New Zealand's first governor, William Hobson, established Auckland in 1840 and shifted the capital there from the Bay of Islands. He was invited to the southern shoreline of the Waitematā Harbour by the Ngāti Whātua chief Apihai Te Kawau.
"I don't like the term 'founding father' - for one thing it's very patriarchal," said historian Dr Vincent O'Malley.
"If you had to have one, I think Apihai Te Kawau has a far better case for that nomination for Auckland than the likes of John Logan Campbell," O'Malley told the Herald in an interview about this Friday's 40th anniversary of the end of the Bastion Point occupation.
However, another historian, Professor Emeritus Russell Stone, an expert on Campbell and Auckland, dismissed O'Malley's idea.
"I see no reason why, for reasons of political correctness, we should convert the Pākehā father of Auckland into a Māori father of Auckland."
O'Malley said, "Auckland is founded entirely on the generosity of Ngāti Whātua and their vision for Māori and Pākehā to live together side by side, for the mutual benefit of both parties.
"That was a vision that Apihai Te Kawau led and by inviting Governor Hobson to come and settle in Auckland, that was showing their view of the kind of relationship that they wanted to have."
He noted that Hobson's infant colonial government acquired the 3000 acres (1214ha) for the original Auckland settlement for £341, and months later sold 18ha for about £24,000.
The enormous profits from that and other crown sales of land acquired from Māori owners were used to subsidise development in Auckland and nationally. "So Ngāti Whātua are really underwriting that - in a big way," O'Malley said.
Ngāti Whātua Ōrākei Trust Board member Sharon Hawke welcomed O'Malley's suggestion about her ancestor Te Kawau.
"That would be great if we were to rewrite history. We've tried to do that ourselves. We unveiled a memorial just the other week on the Ports of Auckland frontage [beside Quay St]."
The memorial plaque acknowledges the September 1840 agreement between Te Kawau and the crown and says, "Te Kawau gifted 3000 acres to establish the City of Auckland."
It replaces a plaque which referred to a purchase rather than a gift. The old plaque said: "Here on Point Britomart on 18 September 1840 the British flag was raised in token of the purchase of the site of Auckland from the Ngati Whatua".

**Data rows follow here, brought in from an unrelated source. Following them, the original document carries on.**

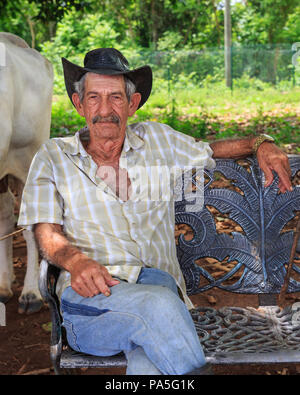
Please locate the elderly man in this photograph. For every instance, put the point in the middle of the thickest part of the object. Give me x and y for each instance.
(121, 284)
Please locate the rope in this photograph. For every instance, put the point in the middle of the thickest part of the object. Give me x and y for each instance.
(11, 234)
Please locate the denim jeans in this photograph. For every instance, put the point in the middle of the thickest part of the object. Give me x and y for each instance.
(146, 320)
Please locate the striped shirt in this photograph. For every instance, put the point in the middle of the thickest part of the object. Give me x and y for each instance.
(63, 187)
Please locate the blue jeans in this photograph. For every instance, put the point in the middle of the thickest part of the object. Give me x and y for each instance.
(147, 321)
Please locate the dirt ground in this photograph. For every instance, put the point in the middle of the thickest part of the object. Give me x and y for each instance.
(24, 341)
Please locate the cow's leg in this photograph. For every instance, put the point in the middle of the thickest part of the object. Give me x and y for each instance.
(6, 226)
(30, 300)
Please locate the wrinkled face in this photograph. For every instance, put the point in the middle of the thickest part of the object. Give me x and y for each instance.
(105, 105)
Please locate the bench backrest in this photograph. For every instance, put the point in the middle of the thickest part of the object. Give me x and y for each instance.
(251, 260)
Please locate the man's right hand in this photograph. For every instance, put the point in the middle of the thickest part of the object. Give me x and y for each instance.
(89, 278)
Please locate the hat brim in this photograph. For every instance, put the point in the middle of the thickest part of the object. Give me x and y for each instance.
(141, 77)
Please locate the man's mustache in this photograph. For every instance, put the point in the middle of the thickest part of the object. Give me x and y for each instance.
(112, 118)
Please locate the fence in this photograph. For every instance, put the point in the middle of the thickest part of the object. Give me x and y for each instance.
(270, 64)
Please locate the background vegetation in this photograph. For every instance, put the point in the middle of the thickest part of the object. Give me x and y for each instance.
(183, 42)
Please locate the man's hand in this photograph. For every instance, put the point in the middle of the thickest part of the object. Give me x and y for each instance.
(89, 278)
(270, 158)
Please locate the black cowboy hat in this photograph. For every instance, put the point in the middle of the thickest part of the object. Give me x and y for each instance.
(108, 61)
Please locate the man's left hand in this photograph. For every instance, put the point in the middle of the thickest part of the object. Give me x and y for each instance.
(271, 158)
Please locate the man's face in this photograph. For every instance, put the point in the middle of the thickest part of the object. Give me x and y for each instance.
(105, 105)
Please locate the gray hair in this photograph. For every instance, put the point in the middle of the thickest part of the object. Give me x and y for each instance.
(79, 87)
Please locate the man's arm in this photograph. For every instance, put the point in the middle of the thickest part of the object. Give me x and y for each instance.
(269, 157)
(88, 277)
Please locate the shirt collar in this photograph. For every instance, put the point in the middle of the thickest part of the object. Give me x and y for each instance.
(73, 145)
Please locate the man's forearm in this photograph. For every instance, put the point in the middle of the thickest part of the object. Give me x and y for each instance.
(235, 148)
(55, 247)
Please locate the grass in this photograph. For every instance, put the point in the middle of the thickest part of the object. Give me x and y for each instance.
(210, 112)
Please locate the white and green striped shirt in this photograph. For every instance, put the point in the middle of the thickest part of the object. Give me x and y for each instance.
(62, 187)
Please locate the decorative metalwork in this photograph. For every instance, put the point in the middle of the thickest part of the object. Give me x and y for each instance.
(234, 329)
(261, 251)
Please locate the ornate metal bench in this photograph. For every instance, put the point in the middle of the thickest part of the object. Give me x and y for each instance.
(256, 256)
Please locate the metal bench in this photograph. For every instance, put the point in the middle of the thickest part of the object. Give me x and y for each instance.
(257, 257)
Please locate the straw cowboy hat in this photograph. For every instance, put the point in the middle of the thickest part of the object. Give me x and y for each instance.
(108, 61)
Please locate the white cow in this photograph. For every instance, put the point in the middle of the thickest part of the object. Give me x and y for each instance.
(26, 81)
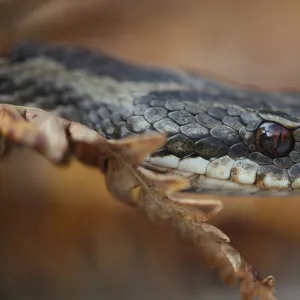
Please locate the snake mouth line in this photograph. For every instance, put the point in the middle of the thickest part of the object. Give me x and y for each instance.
(240, 177)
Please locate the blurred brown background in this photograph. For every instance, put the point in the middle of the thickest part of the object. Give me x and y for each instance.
(63, 236)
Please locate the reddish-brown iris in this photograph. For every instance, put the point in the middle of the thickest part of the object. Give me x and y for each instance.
(273, 140)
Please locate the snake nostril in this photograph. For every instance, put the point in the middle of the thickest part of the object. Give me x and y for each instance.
(273, 140)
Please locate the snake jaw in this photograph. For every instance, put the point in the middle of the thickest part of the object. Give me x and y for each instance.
(159, 194)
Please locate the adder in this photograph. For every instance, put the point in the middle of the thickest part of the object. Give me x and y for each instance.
(162, 130)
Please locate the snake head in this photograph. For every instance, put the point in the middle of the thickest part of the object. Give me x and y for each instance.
(225, 146)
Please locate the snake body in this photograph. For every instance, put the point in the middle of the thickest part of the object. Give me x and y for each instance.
(211, 127)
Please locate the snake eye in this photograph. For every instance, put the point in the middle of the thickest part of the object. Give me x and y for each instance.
(273, 140)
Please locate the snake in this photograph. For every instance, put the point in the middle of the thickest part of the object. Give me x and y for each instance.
(228, 140)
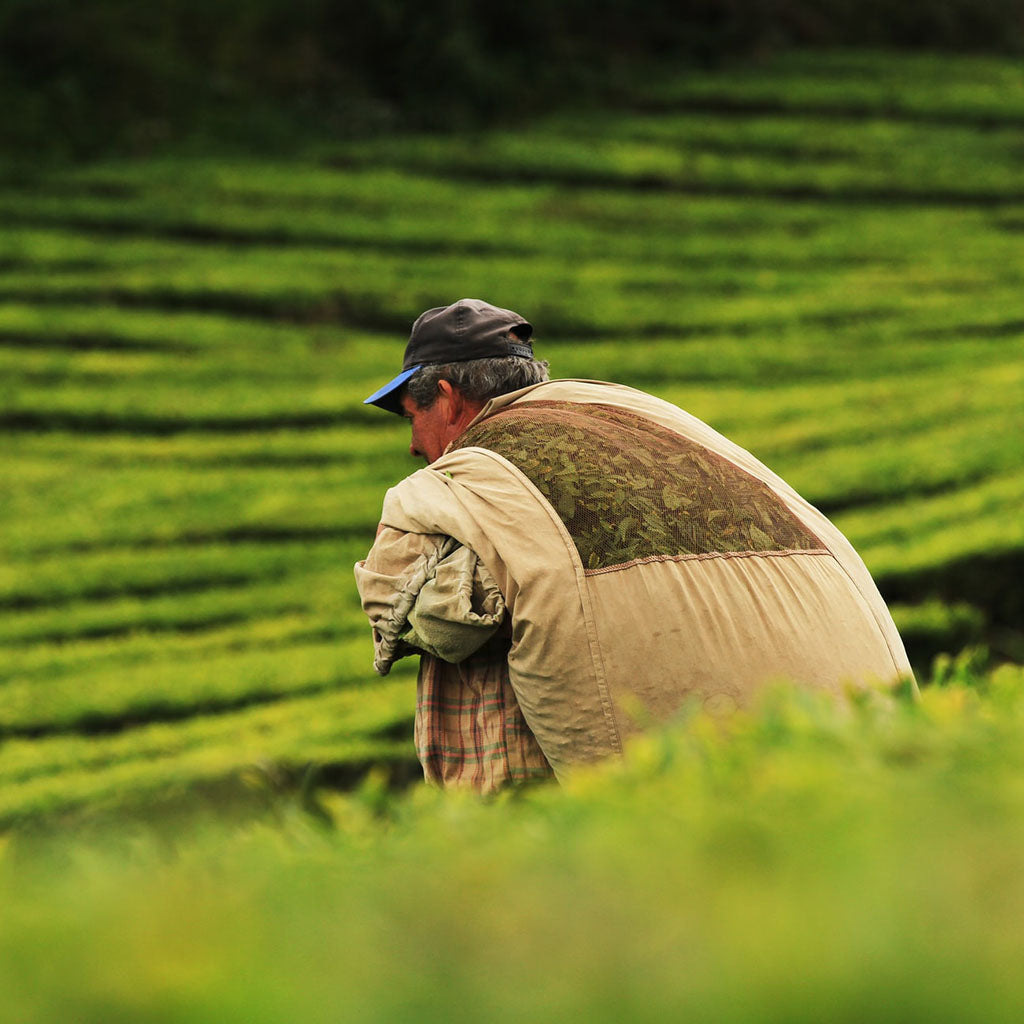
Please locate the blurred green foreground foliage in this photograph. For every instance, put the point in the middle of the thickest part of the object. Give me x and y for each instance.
(802, 861)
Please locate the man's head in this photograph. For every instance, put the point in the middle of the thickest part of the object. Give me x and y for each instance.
(458, 358)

The port company financed the new memorial - it refused to reveal the cost - and sought Ngāti Whātua's advice on the wording.
Hawke said the closest concept in English for what Te Kawau did was the "sharing of the land". Alienation of the land was not intended.

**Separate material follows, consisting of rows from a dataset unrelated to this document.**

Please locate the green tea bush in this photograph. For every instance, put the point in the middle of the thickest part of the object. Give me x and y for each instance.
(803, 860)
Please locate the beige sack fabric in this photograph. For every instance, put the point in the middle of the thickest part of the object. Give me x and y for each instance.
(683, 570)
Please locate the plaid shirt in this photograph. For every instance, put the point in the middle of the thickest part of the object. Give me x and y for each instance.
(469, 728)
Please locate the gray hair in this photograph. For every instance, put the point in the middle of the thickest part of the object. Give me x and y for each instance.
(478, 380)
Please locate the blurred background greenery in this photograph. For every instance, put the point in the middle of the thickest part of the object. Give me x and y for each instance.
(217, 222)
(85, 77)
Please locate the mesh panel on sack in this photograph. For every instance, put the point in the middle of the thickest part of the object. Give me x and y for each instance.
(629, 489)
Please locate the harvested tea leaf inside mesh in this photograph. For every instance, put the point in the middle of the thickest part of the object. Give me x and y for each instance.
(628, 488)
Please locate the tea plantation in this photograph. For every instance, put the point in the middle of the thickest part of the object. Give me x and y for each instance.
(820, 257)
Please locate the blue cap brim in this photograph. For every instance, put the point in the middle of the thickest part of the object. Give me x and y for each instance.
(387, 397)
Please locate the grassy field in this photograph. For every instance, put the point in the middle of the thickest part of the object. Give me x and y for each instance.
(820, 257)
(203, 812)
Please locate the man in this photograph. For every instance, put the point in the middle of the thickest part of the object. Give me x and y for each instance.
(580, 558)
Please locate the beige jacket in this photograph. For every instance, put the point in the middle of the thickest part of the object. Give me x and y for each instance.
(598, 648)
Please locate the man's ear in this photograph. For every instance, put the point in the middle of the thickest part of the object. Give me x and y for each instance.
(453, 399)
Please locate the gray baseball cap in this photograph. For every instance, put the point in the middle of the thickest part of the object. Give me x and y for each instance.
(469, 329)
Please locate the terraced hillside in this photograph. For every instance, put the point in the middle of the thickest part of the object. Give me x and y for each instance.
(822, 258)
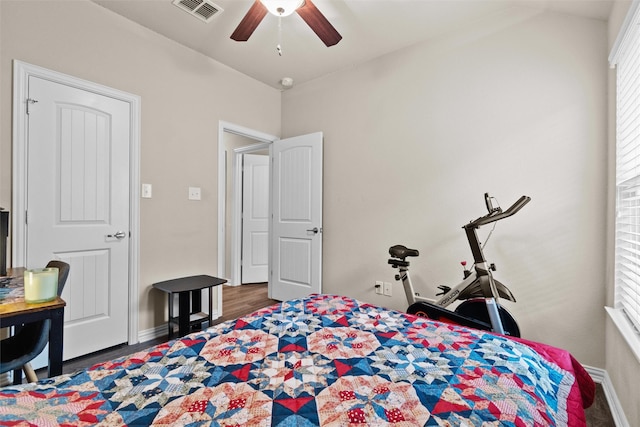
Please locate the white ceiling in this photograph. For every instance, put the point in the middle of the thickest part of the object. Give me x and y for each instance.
(370, 28)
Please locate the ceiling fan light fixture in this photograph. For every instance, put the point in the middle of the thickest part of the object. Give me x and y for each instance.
(282, 7)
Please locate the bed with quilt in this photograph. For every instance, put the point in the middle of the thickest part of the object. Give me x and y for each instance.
(323, 360)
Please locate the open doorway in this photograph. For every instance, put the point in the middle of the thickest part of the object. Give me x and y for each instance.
(233, 143)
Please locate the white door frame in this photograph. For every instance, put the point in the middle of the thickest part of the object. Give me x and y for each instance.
(263, 140)
(21, 73)
(236, 208)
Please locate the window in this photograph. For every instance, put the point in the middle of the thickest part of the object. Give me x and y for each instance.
(626, 58)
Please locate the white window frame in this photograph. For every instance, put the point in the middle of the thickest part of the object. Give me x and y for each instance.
(625, 57)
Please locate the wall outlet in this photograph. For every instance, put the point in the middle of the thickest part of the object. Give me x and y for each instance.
(387, 289)
(379, 287)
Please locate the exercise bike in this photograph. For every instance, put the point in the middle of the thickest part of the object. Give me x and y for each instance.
(479, 291)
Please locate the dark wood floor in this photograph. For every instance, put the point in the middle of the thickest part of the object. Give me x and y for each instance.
(241, 300)
(237, 301)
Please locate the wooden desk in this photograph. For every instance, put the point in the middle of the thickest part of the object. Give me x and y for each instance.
(189, 309)
(15, 312)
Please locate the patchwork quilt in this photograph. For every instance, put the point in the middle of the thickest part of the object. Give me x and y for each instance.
(324, 360)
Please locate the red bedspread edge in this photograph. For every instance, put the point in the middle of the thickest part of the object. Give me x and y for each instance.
(583, 390)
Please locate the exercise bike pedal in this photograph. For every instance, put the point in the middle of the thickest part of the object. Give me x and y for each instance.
(444, 289)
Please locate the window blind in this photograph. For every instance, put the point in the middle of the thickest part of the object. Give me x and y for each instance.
(627, 243)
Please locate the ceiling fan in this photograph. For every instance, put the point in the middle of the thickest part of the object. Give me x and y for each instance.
(305, 8)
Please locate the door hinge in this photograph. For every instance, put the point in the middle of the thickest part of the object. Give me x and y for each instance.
(29, 102)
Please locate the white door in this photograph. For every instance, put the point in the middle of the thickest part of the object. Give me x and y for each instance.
(77, 203)
(255, 219)
(297, 217)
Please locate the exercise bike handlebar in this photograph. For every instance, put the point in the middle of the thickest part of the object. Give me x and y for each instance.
(498, 214)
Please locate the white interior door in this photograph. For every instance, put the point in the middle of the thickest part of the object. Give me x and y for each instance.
(296, 261)
(77, 203)
(255, 219)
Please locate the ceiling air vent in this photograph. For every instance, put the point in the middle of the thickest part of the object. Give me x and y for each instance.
(201, 9)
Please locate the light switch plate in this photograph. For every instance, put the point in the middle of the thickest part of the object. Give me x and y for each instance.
(194, 193)
(146, 191)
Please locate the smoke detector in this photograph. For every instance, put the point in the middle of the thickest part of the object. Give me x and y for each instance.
(201, 9)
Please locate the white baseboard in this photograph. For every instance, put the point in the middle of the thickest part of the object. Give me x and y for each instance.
(601, 376)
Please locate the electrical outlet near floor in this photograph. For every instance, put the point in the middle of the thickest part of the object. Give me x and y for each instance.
(387, 289)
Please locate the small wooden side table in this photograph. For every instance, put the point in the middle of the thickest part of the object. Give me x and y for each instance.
(16, 312)
(189, 290)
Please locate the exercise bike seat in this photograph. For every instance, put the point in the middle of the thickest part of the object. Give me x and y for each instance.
(401, 252)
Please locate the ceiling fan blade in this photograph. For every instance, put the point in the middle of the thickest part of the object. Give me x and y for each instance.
(250, 22)
(318, 23)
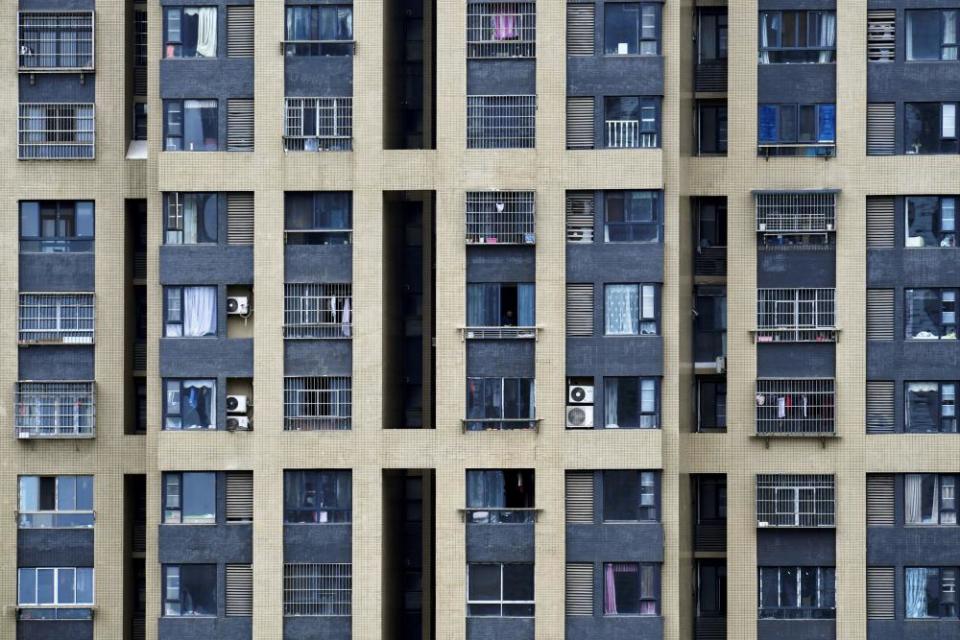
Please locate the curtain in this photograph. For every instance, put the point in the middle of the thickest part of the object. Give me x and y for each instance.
(200, 311)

But Stone said that although Ngāti Whātua held to an oral tradition that the land was gifted, no documentary proof of that had been shown.
"There's no doubt that that was a sale; it wasn't a gift," said Stone, who emphasised he was not against Ngāti Whātua. Regarding the plaque, he said: "I think the word 'purchase' should remain."
Stone said Te Kawau's motives for inviting Hobson to Auckland would have included trade, and protection from iwi to the north and southeast.
He said Campbell's claim to the title of Father of Auckland included that he arrived in the area before the settlement was founded, he was at the heart of the city's commercial growth for nearly 70 years, he was a political leader, and he made generous donations to public causes.
"His qualification as Father of Auckland in today's world has less to do with the founding of the settlement and more to do with how he devoted his commercial success to worthwhile causes that endure in our city."